There is an excellent analogy by Tristan Harris, where he explains how, for instance, we, as social media users, are not the clients of these platforms. We do not pay to use Instagram. If we do not pay to use a service, how can we be the clients? The answer is we are not. The clients are the advertisers who pay to have their ads shown on such platforms, making the time we spend looking at screens (our attention) the real product. Is this aligned with our well-being – being reduced to a transactional commodity by a big-tech company? Probably not, and that is why Digital Minimalism is slowly becoming a mainstream philosophy.
It is not about a desire to go back to a time past where these technologies did not exist. First, because that is not happening, and secondly, being objective also means recognizing that these technologies also have some fantastic perks. Never before have we been able to connect with people far away with a couple of clicks or access all information in the world with a simple search query.
No, digital minimalism, like many other things in life, is about optimizing what is good while reducing what is bad. Most of all, it is about having the discipline and empathy to distinguish the two. So in the next section, I want to share some tips and tools that have helped me in this journey.
Tips and tricks for a mindful relationship with our gadgets
Ratio Android Launcher by Blloc
If you are an android user, I would definitely recommend this Android Launcher. When you install Ratio, your home screen is transformed into a user-centered, black and white hub for your most essential apps. In addition, its minimalistic and conscious UI helps users break their phone addiction, making phones more of a tool and less of a slot machine.
“Just Focus” Chrome Extension
I am kind of a sucker for quotes. I think there is a lot of power in short sentences pondered by great minds. Just look at Shia Labeouf’s “Just do it!”. Powerful stuff indeed.
“Just Focus” is a Chrome Extension that allows you to specify websites that are distracting you and, when activated, every time you type and try to access these URL’s you are received with a purple screen and a random famous inspirational quote. It also tracks and tells you how long it’s been activated, so it is kind of fun to see how long you can go without turning it off to check Facebook.
Unfollow people on Social Media
When I first started doing this, I would get a great FOMO rush every time I pressed the Unfollow button on Instagram. However, I quickly realized that most people and pages I followed weren’t really adding any value to my life, and soon my “following” count would be cut in half. What I found pleasantly surprising is that now when I go on my weekly Instagram peaks (which I do on my laptop to avoid having it installed on my phone), I get to the “There is no more new content” notification quite fast and after that, my motivation to keep scrolling drops significantly.
Turn off notifications for all non-essentials
I still vaguely remember when phones’ main functions were making calls and sending messages. A good (and pretty obvious) way to have a better relationship with your phone while remaining accessible is to just turn off every beep unrelated to a call or a message. I even have the message notifications turned off during my working hours, and people that talk to me regularly, quickly realized that, to get in contact with me, most of the time, it is best to just give me a call.

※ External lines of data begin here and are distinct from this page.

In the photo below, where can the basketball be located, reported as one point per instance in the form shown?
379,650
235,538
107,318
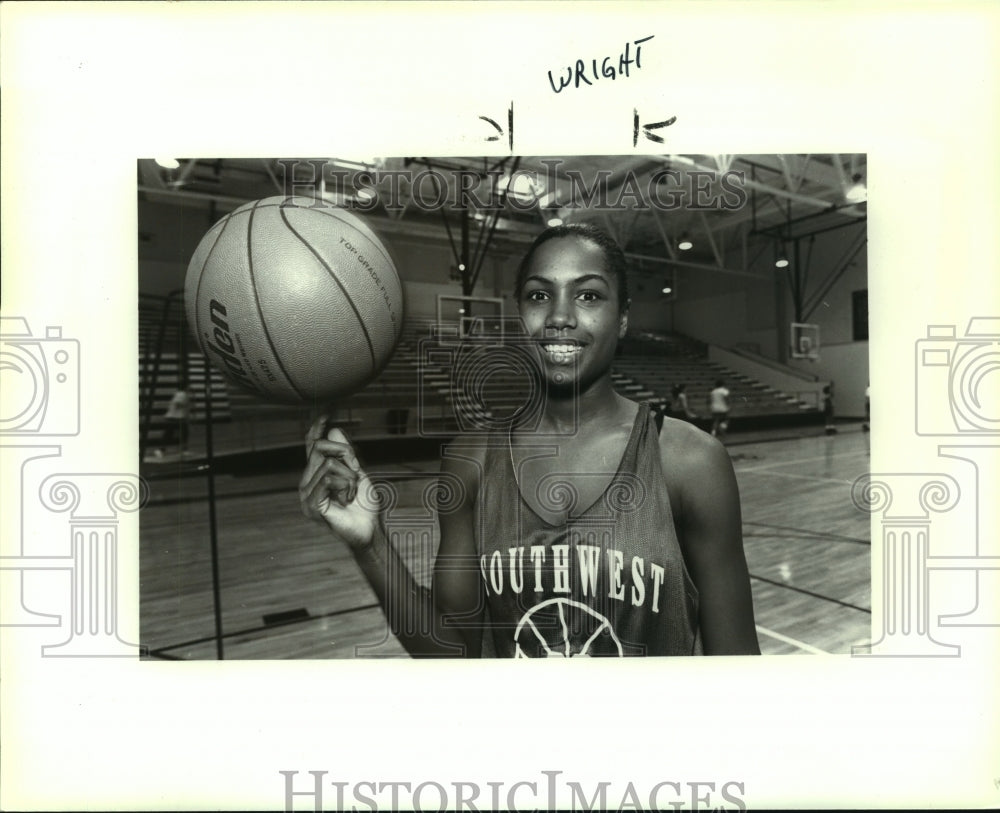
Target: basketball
295,300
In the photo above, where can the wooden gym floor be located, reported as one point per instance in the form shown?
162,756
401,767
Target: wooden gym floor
289,590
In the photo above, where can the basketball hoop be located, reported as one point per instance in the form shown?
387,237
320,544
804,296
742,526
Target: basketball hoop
804,341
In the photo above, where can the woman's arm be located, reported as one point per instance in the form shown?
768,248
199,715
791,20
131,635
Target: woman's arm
335,489
710,530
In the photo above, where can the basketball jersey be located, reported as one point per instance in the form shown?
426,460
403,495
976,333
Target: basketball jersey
610,581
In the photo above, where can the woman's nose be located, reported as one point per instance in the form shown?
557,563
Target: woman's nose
561,314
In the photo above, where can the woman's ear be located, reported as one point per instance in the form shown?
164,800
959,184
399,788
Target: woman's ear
623,321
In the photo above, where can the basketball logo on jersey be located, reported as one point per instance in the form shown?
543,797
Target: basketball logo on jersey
563,628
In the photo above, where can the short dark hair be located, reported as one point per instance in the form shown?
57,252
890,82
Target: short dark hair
614,258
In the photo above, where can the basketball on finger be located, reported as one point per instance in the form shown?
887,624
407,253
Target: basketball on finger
294,299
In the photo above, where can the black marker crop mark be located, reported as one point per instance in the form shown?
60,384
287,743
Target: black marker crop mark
499,129
647,127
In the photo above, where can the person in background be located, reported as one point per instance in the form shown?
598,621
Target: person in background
866,426
678,404
829,426
178,412
718,405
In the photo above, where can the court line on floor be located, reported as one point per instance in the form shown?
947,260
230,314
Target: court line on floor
812,650
808,532
858,453
262,628
810,593
795,476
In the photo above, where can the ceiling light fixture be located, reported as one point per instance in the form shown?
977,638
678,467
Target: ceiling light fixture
858,193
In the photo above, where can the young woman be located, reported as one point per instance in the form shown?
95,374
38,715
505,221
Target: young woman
584,534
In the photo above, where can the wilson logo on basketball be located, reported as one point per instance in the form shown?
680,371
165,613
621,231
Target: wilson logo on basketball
225,348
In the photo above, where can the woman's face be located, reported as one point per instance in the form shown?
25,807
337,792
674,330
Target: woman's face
569,304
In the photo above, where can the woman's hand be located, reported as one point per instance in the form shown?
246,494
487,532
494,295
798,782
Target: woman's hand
335,489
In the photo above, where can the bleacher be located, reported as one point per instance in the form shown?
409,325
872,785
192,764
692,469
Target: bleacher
168,354
649,365
428,388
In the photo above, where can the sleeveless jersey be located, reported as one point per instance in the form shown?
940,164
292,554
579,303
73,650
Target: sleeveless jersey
610,581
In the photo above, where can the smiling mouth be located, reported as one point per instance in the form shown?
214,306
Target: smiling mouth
561,353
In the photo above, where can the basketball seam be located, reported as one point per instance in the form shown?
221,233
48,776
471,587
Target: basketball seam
260,312
347,296
375,244
201,279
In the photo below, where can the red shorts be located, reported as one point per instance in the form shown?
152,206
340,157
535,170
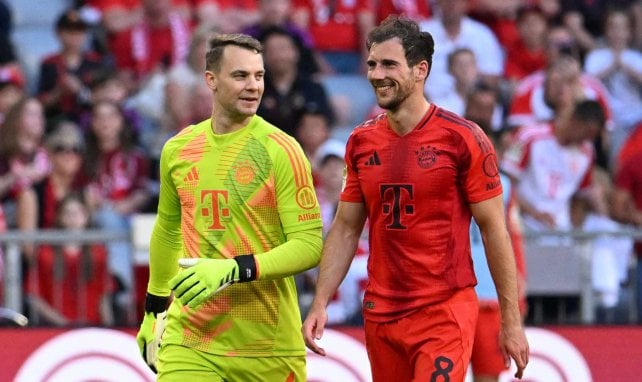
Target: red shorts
487,358
431,344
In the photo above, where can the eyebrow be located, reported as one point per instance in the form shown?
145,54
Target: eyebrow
385,61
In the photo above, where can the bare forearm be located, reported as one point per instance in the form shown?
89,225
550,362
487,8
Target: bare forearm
501,263
338,252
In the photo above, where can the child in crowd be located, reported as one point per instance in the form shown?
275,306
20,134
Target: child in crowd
118,173
69,284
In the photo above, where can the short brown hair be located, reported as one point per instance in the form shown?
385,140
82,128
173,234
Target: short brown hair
218,43
417,44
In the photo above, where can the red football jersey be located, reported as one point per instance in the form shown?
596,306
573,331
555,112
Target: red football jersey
417,189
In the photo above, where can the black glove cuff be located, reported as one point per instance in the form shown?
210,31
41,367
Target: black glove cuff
156,304
247,267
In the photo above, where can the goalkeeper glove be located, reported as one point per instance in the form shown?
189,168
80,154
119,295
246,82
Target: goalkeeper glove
202,278
152,328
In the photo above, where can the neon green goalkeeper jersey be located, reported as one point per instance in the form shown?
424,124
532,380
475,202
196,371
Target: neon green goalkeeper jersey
246,192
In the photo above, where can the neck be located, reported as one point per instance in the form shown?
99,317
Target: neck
225,124
404,119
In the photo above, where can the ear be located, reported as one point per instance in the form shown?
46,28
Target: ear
211,80
421,71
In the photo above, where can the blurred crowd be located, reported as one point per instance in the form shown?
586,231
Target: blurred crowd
557,82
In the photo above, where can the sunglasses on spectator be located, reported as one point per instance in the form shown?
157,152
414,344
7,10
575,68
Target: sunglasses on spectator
67,149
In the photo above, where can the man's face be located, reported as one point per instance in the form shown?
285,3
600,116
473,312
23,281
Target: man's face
389,74
239,83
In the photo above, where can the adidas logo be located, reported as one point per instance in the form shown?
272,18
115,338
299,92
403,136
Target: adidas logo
373,160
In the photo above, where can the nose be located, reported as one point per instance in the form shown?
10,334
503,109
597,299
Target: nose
375,72
254,83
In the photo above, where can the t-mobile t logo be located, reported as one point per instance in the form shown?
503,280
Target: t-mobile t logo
395,198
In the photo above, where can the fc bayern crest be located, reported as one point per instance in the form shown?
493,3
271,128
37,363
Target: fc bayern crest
426,156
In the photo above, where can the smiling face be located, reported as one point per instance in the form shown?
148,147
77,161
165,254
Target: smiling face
388,72
238,84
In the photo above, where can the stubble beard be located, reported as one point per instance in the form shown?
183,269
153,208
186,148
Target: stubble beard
401,94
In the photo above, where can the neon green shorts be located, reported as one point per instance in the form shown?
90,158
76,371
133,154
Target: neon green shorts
179,363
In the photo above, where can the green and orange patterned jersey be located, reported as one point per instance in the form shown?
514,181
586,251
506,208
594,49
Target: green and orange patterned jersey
246,192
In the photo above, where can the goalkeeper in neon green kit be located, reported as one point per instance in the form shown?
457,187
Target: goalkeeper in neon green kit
237,218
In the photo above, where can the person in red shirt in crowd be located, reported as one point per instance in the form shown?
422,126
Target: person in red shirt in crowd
418,173
542,98
120,15
627,207
228,16
158,42
500,16
12,87
65,76
528,53
65,148
339,29
70,284
118,175
413,9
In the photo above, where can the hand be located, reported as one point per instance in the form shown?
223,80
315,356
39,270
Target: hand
313,328
514,345
202,278
149,337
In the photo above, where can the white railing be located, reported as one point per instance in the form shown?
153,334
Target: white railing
558,263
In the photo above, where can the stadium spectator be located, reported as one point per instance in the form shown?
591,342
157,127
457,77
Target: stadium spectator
182,80
627,207
69,284
610,255
12,87
65,76
500,16
542,97
288,92
339,29
619,68
585,19
277,13
452,28
313,130
228,16
65,148
551,162
156,43
118,175
23,159
119,15
462,66
527,54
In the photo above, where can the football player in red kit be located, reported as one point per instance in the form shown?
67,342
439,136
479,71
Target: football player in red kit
418,173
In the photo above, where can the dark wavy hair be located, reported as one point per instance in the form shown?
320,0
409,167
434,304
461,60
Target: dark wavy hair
417,45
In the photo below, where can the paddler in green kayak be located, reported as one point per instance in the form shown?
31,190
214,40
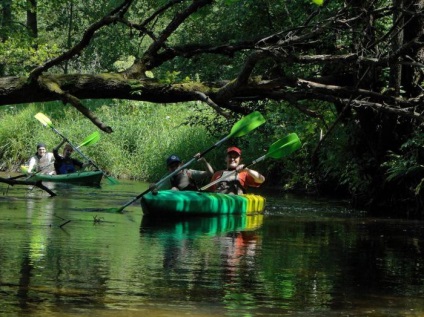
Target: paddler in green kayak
236,183
187,179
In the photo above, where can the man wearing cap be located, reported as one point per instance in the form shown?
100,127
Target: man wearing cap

There are many other tips and tricks to live a more intentional life with technology, but the intent of this post is just to give you an introduction to an obvious yet critical issue of our time. Of course, everyone is different and leads lives with distinct necessities, so things that work for me might not work well for you. However, there is no right or wrong way to go about digital minimalism as long as we know ourselves and the technologies that surround us well enough to make informed decisions on how much is too much.